Göz devirdim. Sevgilin aynı zamanda çok da fingirdek. Meltem gülümseyerek onu öpünce burada da bana iş kalmadığını anladım ve yürümeye başladım. Beren’i görünce ona Alper’i sordum. Bilmediğini söylediğinde teşekkür edip yanından ayrıldım. “Belki çadırındadır” düşüncesiyle çadırına doğru yürümeye başladım.
Tam çadırın fermuarını açacaktım ki, çadırın arkasından sesler gelince ilk önce oraya bakmayı tercih ettim.
“Sanki seni ne kadar çok sevdiğimi bilmiyorsun!” Miray’ın sinirle soluyuşunu duyduğumda onun orada ne yaptığını merak etsem de ortaya çıkmayıp çadırın diğer tarafına gizlendim.
“Miray, saçmalama!” dedi diğer ses aynı tonla. Bu.. Alper’in sesiydi! “Daha kaç kere söylemem gerekiyor?”
“Öyle mi Alper?” diye bağırdı Miray.
Alper hızla ona yaklaşıp ağzını kapattı. “Bağırma!”
Kız onun ellerinden kurtulunca daha kısık sesle “Neden?” diye sordu. “Geçmişinden utanıyor musun yoksa?”
Geçmişinden utanmak? Güneş, Miray olabilir miydi? O Amerika’ya gitmemiş miydi?
Alper güldü. “Ne geçmişinden bahsediyorsun sen? Bunu Güneş dese anlarım, ama sen kimsin?” dedi Miray’ınkinden daha sinirli bir sesle. “Senle ne ilişkimiz oldu bizim?

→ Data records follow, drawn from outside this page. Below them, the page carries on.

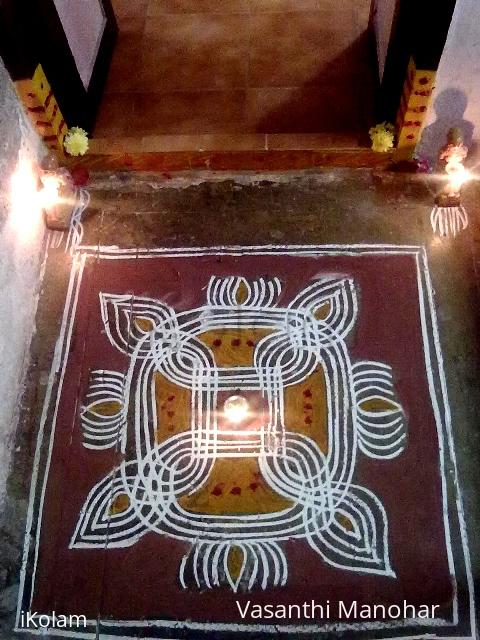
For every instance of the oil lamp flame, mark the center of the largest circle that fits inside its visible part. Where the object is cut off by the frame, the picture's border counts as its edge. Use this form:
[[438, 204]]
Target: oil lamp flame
[[236, 409]]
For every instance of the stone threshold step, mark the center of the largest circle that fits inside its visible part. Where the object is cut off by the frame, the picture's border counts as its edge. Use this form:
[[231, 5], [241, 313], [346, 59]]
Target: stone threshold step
[[265, 160], [225, 142]]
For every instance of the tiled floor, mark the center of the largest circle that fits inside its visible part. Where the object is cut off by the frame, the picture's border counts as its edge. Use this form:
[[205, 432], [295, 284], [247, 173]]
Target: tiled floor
[[237, 67]]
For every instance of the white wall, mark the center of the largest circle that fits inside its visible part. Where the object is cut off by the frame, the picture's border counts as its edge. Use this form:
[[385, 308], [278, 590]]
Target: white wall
[[456, 99], [383, 12], [20, 251]]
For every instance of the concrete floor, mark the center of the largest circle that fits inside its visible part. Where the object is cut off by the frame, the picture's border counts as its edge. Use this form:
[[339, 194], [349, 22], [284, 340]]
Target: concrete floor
[[237, 69], [322, 207]]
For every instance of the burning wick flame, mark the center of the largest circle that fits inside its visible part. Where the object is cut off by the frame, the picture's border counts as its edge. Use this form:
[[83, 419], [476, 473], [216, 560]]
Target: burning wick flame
[[236, 409]]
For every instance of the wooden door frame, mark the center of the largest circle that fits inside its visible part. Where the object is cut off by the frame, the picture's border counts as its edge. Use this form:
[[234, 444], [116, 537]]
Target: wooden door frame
[[36, 25]]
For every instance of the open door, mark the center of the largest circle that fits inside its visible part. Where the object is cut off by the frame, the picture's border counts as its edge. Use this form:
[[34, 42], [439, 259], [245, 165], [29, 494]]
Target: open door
[[72, 40]]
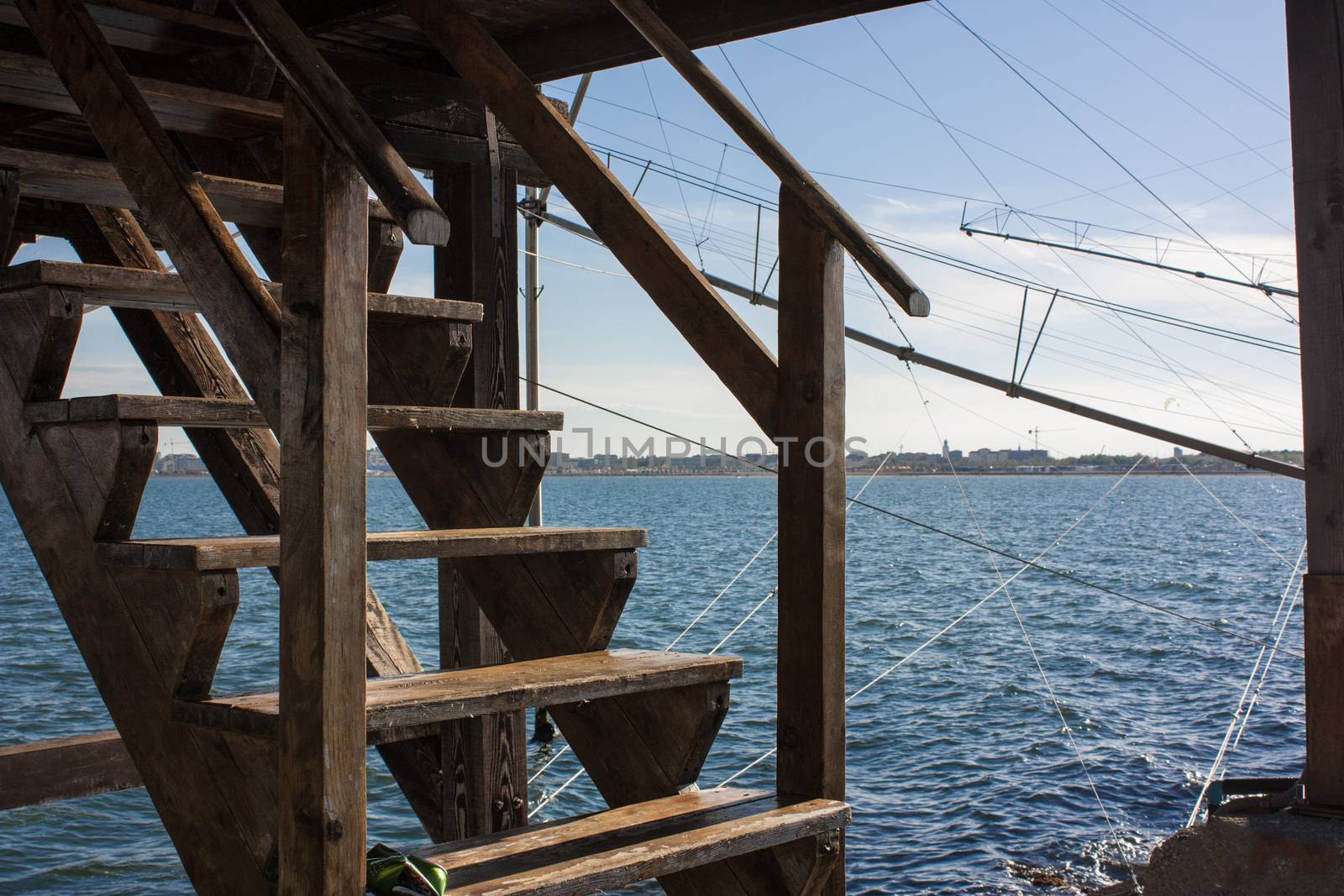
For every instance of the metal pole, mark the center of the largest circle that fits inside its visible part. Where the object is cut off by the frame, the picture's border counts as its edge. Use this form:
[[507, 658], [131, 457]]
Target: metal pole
[[533, 324]]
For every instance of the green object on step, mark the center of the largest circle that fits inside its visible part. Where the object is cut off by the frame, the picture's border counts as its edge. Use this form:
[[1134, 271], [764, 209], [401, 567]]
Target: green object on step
[[387, 868]]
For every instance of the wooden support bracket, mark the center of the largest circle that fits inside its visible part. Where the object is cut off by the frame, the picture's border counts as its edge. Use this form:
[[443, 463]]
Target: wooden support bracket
[[346, 123], [792, 175]]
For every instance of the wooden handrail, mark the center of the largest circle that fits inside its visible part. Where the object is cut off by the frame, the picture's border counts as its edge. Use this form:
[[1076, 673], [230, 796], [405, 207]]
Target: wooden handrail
[[701, 315], [777, 159], [346, 123]]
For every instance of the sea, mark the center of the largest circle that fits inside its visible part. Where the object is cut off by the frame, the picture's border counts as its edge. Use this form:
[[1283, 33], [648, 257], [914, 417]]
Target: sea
[[1063, 727]]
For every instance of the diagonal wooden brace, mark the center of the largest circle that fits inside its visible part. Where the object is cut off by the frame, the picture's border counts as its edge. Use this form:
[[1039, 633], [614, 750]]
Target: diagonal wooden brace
[[712, 329]]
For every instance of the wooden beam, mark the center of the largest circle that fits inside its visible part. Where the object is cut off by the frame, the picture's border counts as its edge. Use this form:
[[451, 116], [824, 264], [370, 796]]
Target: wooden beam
[[812, 511], [488, 754], [50, 770], [777, 159], [1316, 90], [215, 801], [154, 27], [346, 123], [712, 329], [322, 516], [8, 214], [215, 270]]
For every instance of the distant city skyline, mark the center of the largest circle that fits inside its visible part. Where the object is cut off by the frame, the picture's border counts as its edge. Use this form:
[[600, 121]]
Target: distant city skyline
[[953, 132]]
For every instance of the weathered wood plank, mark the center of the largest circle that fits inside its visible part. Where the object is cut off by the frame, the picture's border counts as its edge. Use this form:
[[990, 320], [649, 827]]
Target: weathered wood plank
[[218, 275], [183, 360], [214, 806], [31, 82], [714, 331], [171, 410], [92, 181], [322, 516], [8, 212], [487, 789], [635, 842], [409, 701], [1316, 87], [160, 291], [239, 553], [776, 157], [812, 511], [346, 123], [65, 768]]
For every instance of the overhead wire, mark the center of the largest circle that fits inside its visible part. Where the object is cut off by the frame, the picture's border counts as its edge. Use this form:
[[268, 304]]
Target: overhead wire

Ne zaman seni sevdiğimi söyledim?”
Miray dolmuş gözlerle yere baktı. “Kullanıp bir köşeye atmakla olmaz bu işler Taner bey.” dedi nerden geldiğini anlayamadığım bir cesaretle. “Eğer bir piçlik yapıyorsan, sahip çıkmasını bileceksin.”

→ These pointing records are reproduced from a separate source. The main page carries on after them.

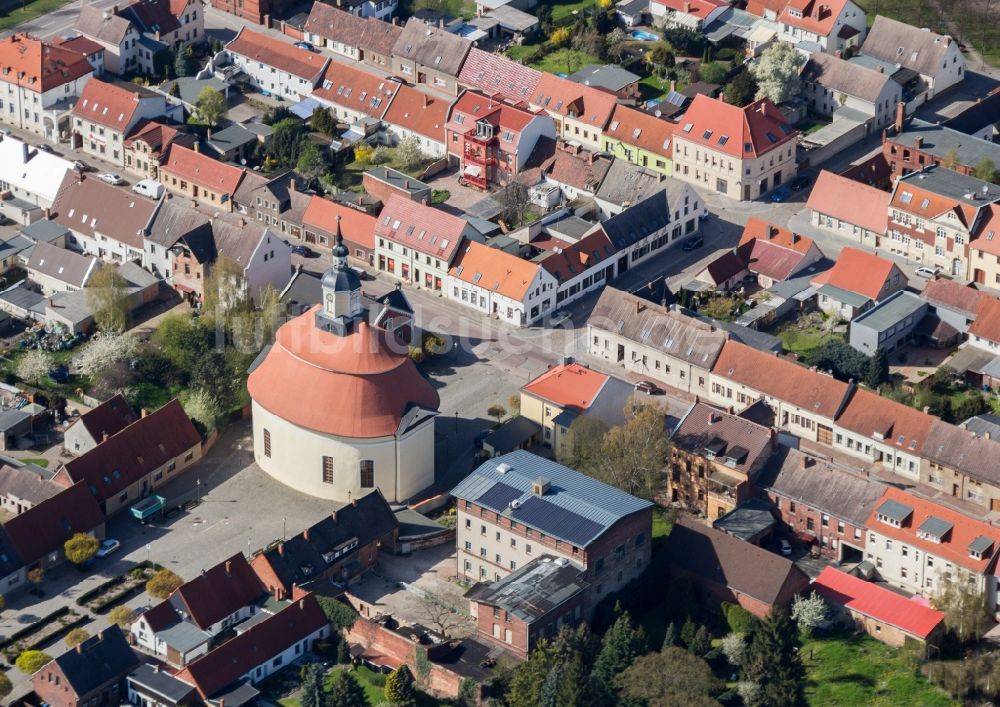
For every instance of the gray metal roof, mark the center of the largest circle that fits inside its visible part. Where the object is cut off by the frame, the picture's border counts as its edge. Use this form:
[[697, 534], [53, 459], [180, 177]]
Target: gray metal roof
[[576, 508]]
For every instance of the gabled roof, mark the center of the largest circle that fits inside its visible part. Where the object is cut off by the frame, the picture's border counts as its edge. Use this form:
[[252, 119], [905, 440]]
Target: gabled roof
[[812, 391], [913, 47], [283, 56], [355, 89], [576, 508], [43, 529], [850, 201], [878, 603], [124, 458], [423, 228], [89, 206], [255, 646], [218, 592], [112, 105], [859, 272], [954, 546], [37, 66], [431, 46], [494, 270], [745, 133], [723, 559], [496, 74], [419, 112]]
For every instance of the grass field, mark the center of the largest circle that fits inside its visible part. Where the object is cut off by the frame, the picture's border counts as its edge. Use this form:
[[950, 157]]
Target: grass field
[[858, 670]]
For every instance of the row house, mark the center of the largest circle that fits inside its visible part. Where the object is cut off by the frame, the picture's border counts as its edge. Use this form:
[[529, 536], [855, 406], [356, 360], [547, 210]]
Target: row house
[[492, 140], [104, 221], [417, 244], [640, 138], [279, 68], [107, 113], [715, 458], [919, 545], [653, 341], [935, 214], [742, 153], [804, 401], [821, 503], [517, 507], [39, 83], [853, 210]]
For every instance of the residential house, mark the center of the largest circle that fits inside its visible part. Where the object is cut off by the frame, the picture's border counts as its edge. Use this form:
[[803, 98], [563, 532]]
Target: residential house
[[663, 344], [339, 548], [427, 55], [556, 398], [413, 113], [832, 85], [147, 146], [639, 138], [740, 152], [129, 465], [106, 114], [883, 614], [278, 67], [40, 82], [935, 58], [823, 504], [104, 221], [725, 568], [118, 36], [805, 401], [90, 673], [580, 112], [492, 140], [856, 282], [417, 244], [529, 604], [915, 544], [258, 651], [849, 208], [516, 507], [92, 427], [715, 458], [935, 214]]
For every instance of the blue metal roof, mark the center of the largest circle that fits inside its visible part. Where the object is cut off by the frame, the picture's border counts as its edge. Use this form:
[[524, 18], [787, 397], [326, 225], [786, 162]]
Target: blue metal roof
[[576, 508]]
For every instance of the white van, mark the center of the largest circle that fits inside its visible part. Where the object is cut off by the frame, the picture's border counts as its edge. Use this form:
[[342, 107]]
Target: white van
[[148, 187]]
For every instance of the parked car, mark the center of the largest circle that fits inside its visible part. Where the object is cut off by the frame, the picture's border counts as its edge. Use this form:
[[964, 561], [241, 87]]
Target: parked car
[[692, 243], [108, 547]]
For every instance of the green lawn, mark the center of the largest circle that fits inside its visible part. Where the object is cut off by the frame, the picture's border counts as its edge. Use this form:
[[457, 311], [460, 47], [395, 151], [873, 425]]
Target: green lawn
[[858, 670]]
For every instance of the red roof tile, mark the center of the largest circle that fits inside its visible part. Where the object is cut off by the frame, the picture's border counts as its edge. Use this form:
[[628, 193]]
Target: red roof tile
[[747, 132], [877, 602], [850, 201]]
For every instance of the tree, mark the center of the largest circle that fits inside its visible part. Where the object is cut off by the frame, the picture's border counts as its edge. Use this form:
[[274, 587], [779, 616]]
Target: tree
[[120, 616], [673, 676], [76, 636], [986, 170], [777, 73], [878, 368], [80, 548], [30, 662], [809, 613], [773, 661], [211, 105], [345, 691], [163, 583], [107, 297], [497, 410], [399, 686], [33, 366]]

Alper gözlerini olabildiğinden de fazla açarak Miray’a baktı. “Defol git buradan.”
Miray kaşlarını çattı.
“Miray defol git ve bir daha bu konuyu asla açma. Geçmiş, geçmişte kaldı. Asla, kimsenin yanında açmayacaksın bu konuyu. Eğer öğrenirsem-“
Miray şaşkın suratıyla ona baktı. “Eğer öğrenirsen?”
Alper onun kolunu sıktığında, “Çok kötü şeyler olur.” dedi.
Miray anlık bir duraksamadan sonra Alper’in ağzına yapışınca şaşkınlıktan ne yapacağımı şaşırmıştım.
Hışımla kızın kolunu bıraktı ve benden tarafa yürüdü. Tam benim yanımdan geçecekken ayağa kalkıp önünde durdum.
Karşımda kalakalmış, öylece suratıma bakıyordu. Ya, bakarsın tabii.
Bir süre bana baktıktan sonra gözüm arkasında bana bakan kıza, Miray’a kaydı. Yüzünde anlamlandıramadığım bir ifade vardı. Hüzün ve mutluluğun harmanlaşmış haliydi sanki.
ŞİMDİ OKUDUĞUN
KAMP
Adventure©Tüm telif hakları saklıdır. ♚ WATR Yaz '14 En İyi Macera Hikayesi' 2.si ♚ Bir çift insan topluluğu düşünün. Ne kadar kendi ayaklarının üstünde durabilirler? Telefon, teknoloji, hiçbir şey yokken. Issız bir adada nasıl yaşayabilirler? Ya bir oyun...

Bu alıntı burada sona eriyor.